Genre: Folk Kinesthetic/Gesture
Nationality: Israeli and American
Language: Hand gesture, transcends language
Abstract: The hand symbol/gesture in discussion is telling someone to hold on/wait a second in a semi-aggressive manner.
Background: KP is a dual citizen of the United States and Israel, but spent his entire life growing up in Israel. Both of his parents are American. He grew up in a Jewish household and learned both Hebrew and English at the same time. He served his mandatory three years of service in the Israeli Defense Force from the age of 18 until the age of 21 as a combat soldier. This particular piece of folklore was brought up on a visit to Israel. When trying to get someone’s attention they gave me the symbol with their hand. I was very confused and asked KP about what it meant. He gave me a short version there, but when he came to visit America, I questioned him about it further. He can not trace it to a certain origin, but grew up using it and understanding what it meant.

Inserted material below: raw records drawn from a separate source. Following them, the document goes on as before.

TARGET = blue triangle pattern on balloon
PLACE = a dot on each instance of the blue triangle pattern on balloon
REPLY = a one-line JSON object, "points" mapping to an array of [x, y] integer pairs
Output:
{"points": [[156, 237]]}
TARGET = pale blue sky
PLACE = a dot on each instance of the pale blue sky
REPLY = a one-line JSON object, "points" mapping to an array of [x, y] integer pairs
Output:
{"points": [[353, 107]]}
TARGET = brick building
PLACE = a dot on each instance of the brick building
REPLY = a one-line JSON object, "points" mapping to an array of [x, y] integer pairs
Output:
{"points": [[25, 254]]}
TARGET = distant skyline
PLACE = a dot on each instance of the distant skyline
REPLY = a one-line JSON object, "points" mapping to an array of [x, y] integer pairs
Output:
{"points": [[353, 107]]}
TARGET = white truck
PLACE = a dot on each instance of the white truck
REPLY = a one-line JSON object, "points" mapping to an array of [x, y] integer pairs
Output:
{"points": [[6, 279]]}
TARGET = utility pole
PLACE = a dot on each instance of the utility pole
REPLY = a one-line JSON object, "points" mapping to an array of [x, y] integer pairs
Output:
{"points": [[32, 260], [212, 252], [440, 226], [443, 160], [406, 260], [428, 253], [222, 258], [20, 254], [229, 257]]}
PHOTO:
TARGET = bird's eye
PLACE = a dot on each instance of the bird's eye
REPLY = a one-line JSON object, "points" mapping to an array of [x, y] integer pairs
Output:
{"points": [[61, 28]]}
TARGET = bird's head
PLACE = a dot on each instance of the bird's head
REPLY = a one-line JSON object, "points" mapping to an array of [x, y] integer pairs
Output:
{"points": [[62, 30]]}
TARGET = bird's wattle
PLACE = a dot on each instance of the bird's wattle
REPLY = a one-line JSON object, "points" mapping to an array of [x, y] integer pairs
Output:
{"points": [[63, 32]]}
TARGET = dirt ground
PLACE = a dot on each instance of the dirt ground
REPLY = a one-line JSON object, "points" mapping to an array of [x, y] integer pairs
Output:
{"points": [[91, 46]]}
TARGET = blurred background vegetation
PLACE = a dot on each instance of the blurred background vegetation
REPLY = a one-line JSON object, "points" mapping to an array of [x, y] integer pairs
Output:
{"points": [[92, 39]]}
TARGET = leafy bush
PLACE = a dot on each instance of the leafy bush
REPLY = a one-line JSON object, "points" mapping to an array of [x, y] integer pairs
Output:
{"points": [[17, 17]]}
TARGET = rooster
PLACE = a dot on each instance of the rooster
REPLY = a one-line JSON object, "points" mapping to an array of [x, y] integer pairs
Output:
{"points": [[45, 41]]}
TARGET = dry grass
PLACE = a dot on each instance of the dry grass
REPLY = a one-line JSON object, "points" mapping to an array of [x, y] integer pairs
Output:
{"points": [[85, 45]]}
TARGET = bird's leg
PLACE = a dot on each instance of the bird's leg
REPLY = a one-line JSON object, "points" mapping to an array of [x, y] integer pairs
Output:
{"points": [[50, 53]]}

The hand gesture is made by a person, when they are busy, towards someone else that is trying to talk them or get their attention.
S: Is it made it in a nice way or is it aggressive?
KP: It’s slightly aggressive. If, um, I am annoyed at someone, I will do this as a way to get them to shut up and stop bothering me. But, for the most part, people understand it means wait and they don’t really get too mad.
Interpretation: When someone first made this signal to me, I thought it was a way of saying “screw you” or to kind to, ya know, “[expletive] off.” So, naturally, I just did it back in a joking manner, and all of the Israelis on the trip laughed at me because they knew I obviously did not know what it meant. I had been accustomed to someone holding up a single index finger when they wanted me to wait a second. In addition, I had always seen my mother give “the hand” aggressively out of pure anger to someone while she was driving which looked exactly like this gesture. In my mind, I had been told to very aggressively screw off. In Israel, it is not as aggressive as much as it is a way to let someone know that you will be with them in a second. The reason for having this hand gesture is to be able to tell someone to give you a second without stopping the conversation and losing track of what is being discussed.